Given medical care inflation projections, significant DSH reductions may be forthcoming. As a result, MTH Medicaid payments may represent an option for other states to consider to preserve the financial viability of their teaching hospital system, to ensure the availability of a future physician workforce, and to expand access to care for Medicaid and medically indigent clients.
MEDICAID MTH PAYMENTS
In negotiating for government and nongovernment managed care contracts, teaching facilities may be placed at a competitive disadvantage because of their inherently higher cost structure. Many state Medicaid programs have recognized teaching hospital costs as part of their fee-for-service payments for healthcare services. As resources have diminished, however, state Medicaid programs are beginning to retreat from this policy; as part of Medicaid managed care programs, these special payments often are not made to teaching hospitals.
The Colorado Medicaid MTH program is similar to the DSH payment program in that these payments represent indirect healthcare reform policies designed to address inadequate payment to safety-net, teaching hospitals. The statutory provisions of the Social Security Amendments (section 1923), initiated as part of OBRA 1987 (section 4122), neither provide for nor prohibit special payments to major teaching hospitals.
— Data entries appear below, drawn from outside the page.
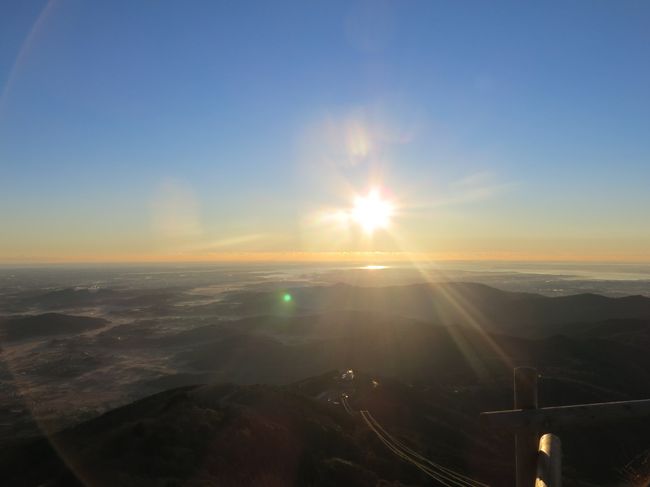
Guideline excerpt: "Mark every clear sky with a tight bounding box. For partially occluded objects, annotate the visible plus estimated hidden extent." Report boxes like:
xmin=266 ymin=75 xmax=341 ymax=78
xmin=0 ymin=0 xmax=650 ymax=262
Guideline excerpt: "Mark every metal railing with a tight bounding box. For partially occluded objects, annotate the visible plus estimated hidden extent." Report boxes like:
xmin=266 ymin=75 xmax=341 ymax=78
xmin=481 ymin=367 xmax=650 ymax=487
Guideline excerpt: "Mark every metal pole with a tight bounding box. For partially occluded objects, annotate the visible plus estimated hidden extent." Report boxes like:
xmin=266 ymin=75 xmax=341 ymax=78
xmin=514 ymin=367 xmax=539 ymax=487
xmin=535 ymin=433 xmax=562 ymax=487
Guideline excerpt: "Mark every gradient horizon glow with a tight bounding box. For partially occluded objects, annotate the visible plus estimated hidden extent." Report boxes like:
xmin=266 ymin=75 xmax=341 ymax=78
xmin=0 ymin=0 xmax=650 ymax=265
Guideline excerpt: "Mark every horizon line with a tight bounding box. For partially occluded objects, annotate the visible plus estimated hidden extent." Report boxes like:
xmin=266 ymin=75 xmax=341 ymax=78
xmin=0 ymin=251 xmax=650 ymax=266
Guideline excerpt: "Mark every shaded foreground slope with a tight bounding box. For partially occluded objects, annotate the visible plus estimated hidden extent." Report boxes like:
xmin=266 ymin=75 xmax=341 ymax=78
xmin=0 ymin=385 xmax=430 ymax=486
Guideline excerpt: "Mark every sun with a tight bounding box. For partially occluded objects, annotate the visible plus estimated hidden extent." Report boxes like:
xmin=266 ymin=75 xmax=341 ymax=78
xmin=350 ymin=189 xmax=394 ymax=235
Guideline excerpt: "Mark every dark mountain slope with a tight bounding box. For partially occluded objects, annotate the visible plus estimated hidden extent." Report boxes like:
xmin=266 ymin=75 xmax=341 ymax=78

Until 1991, Colorado had maintained a very conservative set of DSH strategies using only the minimum payment levels required. By law (CFR 42, Ch. IV, section 447.272), Medicaid aggregate hospital payments cannot exceed the amounts that would have been generated using Medicare payment principles. The exception to this upper payment limit, however, is DSH payments. Thus, MTH payments would be subject to this limitation in accordance with Medicaid payment principles. To address this potential concern, Colorado Medicaid requires as a condition of participation in the MTH program that no qualifying hospital can receive an average payment per Medicaid discharge that would exceed the facility's Medicare payment.
To qualify for MTH Medicaid allocations, a Colorado hospital must be affiliated with a university medical school program and maintain a minimum of 110 intern and resident FTEs as well as a minimum ratio of 0.3 intern and resident FTE per licensed bed. An MTH hospital also must qualify for eligibility as a disproportionate share provider. Additionally, an MTH hospital's combined Medicaid and medically indigent days must equal or exceed 30 percent of its total patient days for the prior fiscal year or the most recent year for which data were available. The number of medically indigent days is defined according to criteria established by the Colorado Medically Indigent program.